Desde el Antiguo Testamento la estructura de la Alianza que Dios establece con su pueblo guarda una estructura semejante. Dios hace una promesa y suele mostrar un signo. Al mismo tiempo establece un mandato. Porque nos fiamos de Dios, y sus signos nos sirve de garantía, es como una confirmación de su palabra, nos sentimos más dispuestos a ejecutar lo que nos pide que, en definitiva, no es más que caminar en su presencia.

Meditando estas lecturas caigo en la cuenta de que en nuestra vida, individual y comunitaria, hay muchos remansos como el de la transfiguración. Las almas reciben consuelos y los que trabajan en el apostolado pueden, de vez en cuando, saborear los resultados de su entrega. Bien digerido todo ello nos impulsa a seguir adelante. No se pueden hacer cabañas estables cuando se está de camino. Por eso hay que bajar del monte y volver al trabajo. En este caso se nos invita a no abandonar las prácticas cuaresmales.

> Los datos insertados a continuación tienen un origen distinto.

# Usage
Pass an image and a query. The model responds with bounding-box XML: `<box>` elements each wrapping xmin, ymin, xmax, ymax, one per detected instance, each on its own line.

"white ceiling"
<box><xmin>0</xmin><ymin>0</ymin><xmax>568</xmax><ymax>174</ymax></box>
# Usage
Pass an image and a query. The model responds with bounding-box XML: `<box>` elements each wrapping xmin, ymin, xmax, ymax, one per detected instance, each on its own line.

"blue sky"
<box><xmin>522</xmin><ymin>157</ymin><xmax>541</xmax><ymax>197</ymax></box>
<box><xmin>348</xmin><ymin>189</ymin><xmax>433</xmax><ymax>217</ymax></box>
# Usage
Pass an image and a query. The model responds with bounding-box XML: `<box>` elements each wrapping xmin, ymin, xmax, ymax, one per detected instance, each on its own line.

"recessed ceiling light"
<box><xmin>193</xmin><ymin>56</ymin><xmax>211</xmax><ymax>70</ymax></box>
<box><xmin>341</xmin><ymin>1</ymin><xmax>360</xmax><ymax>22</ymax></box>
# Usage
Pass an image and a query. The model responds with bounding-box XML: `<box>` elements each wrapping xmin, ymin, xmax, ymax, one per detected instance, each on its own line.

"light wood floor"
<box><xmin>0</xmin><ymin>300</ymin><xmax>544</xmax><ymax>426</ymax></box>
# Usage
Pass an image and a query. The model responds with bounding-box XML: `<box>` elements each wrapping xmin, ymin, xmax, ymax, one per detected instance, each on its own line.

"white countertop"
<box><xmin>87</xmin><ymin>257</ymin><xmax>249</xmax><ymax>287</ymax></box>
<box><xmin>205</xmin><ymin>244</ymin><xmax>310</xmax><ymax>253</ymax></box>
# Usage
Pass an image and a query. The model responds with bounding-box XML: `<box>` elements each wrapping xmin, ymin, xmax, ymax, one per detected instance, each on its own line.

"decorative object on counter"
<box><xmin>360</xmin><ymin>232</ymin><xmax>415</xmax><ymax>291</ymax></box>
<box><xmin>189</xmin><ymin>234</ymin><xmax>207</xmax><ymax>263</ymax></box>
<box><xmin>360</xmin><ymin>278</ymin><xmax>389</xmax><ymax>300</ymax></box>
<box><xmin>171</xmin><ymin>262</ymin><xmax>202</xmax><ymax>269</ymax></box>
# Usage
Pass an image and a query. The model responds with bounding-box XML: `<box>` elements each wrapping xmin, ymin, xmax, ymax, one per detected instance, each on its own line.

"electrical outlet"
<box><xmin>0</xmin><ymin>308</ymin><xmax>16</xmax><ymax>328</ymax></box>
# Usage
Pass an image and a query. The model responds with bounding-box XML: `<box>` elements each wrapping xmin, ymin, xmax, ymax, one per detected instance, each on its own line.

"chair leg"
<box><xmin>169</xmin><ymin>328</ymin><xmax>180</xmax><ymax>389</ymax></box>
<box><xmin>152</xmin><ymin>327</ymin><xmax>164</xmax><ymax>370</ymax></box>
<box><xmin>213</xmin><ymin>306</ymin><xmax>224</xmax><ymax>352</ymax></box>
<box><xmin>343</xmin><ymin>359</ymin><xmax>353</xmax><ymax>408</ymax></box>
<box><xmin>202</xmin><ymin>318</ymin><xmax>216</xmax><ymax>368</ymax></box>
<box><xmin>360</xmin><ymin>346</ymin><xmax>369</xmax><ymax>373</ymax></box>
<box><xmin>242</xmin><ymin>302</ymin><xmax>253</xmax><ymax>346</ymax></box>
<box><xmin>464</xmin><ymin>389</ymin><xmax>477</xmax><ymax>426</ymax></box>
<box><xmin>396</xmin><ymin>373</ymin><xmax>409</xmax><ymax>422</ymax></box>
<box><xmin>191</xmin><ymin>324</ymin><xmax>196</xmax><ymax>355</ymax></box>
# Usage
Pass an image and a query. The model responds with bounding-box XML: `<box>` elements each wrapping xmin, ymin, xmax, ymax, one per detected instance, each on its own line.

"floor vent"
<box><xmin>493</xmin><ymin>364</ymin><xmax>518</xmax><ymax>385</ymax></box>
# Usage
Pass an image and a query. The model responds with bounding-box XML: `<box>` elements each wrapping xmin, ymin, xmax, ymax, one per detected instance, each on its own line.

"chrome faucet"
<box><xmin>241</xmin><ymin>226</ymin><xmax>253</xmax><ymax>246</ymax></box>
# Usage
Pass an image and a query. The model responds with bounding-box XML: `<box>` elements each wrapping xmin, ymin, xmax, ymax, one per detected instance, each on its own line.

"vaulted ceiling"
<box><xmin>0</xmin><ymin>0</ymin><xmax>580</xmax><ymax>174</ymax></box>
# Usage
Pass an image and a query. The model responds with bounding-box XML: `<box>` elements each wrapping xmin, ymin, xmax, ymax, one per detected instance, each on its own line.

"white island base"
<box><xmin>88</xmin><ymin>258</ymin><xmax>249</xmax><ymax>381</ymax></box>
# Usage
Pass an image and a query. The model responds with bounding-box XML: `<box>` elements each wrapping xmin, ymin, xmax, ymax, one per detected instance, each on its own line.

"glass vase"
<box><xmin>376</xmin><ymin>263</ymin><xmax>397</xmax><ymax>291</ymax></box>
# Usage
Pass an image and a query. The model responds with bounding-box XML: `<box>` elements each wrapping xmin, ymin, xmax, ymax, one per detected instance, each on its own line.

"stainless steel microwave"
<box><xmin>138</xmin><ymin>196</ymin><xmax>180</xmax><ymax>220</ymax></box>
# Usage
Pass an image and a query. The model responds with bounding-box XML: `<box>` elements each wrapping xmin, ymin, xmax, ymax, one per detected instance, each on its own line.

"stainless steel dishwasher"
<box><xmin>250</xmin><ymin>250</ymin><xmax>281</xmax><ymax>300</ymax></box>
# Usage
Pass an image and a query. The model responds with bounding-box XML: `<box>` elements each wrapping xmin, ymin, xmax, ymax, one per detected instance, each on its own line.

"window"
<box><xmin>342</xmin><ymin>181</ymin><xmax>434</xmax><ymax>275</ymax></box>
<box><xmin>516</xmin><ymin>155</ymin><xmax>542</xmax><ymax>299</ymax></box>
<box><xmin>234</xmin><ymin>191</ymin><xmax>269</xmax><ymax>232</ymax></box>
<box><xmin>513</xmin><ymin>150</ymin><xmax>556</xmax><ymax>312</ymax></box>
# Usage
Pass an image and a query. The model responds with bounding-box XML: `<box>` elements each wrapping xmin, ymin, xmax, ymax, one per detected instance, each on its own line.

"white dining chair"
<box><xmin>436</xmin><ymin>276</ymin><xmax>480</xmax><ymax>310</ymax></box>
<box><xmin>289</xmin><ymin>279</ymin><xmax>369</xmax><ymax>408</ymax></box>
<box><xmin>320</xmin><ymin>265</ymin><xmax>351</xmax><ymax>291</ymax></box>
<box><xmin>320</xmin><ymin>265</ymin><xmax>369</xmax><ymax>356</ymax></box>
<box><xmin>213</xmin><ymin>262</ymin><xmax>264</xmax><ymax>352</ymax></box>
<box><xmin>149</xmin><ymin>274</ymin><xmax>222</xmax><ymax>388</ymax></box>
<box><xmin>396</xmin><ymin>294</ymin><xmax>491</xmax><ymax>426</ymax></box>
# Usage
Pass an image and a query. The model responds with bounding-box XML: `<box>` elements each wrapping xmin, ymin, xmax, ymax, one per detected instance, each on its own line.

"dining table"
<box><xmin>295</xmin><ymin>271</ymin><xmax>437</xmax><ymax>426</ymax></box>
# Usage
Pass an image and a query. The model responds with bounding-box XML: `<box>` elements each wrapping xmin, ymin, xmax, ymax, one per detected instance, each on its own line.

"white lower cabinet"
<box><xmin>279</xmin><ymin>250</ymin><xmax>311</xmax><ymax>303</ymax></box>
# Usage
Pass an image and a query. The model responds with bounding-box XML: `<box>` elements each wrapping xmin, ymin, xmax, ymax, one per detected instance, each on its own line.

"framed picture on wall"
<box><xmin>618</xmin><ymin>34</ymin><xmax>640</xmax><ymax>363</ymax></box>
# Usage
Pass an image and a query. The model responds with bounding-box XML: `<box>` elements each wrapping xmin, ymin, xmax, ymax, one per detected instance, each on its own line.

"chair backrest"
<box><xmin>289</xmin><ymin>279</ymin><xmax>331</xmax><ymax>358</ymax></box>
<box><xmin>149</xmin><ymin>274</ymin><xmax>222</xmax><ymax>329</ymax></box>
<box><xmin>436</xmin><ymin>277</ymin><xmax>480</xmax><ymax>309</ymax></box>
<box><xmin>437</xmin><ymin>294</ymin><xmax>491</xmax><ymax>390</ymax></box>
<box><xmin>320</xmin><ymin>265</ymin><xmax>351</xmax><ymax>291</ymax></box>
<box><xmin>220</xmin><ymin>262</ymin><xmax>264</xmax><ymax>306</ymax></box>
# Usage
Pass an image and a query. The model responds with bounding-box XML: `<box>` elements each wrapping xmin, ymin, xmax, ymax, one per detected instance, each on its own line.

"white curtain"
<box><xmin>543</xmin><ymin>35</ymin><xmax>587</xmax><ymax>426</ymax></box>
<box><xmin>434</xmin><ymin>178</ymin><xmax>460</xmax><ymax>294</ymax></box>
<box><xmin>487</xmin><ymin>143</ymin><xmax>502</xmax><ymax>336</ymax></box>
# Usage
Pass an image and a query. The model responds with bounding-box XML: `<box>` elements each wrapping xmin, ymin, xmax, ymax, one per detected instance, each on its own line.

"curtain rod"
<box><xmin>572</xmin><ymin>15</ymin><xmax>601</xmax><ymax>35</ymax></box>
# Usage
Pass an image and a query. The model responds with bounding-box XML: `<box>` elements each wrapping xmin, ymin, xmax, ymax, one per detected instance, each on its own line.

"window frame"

Si pensamos en el antiguo Israel y en su travesía hacia la Tierra Prometida, que es imagen de nuestra Cuaresma, nos damos cuenta de que la penitencia, la soledad para buscar a Dios y el despojarnos de nosotros mismos y de lo que nos impide la santidad, es fatigoso y no está exento de muchas tentaciones. Quizás una de los aspectos más pedagógicos de la Cuaresma sea su duración. Una espera prolongada, lo mismo que un ejercicio que se alarga en el tiempo, indica fidelidad y es señal de verdadera esperanza. Hay personas capaces de un gran sacrificio un día. Esporádicamente podemos quedarnos sin comer o hacer una gran limosna. Pero perseverar cada día en un propósito, que además es respuesta a una llamada a la conversión, resulta mucho más complicado. El Señor lo sabe y no deja de otorgarnos pequeños consuelos para que no desfallezcamos. Hay que saber reconocerlos. Son como esos momentos de avituallamiento que vemos en las vueltas ciclistas. Pequeños oasis en el desierto. Dios también lo quiere así porque no es un camino que nosotros hacemos solos sino que, en todo, vamos con Él.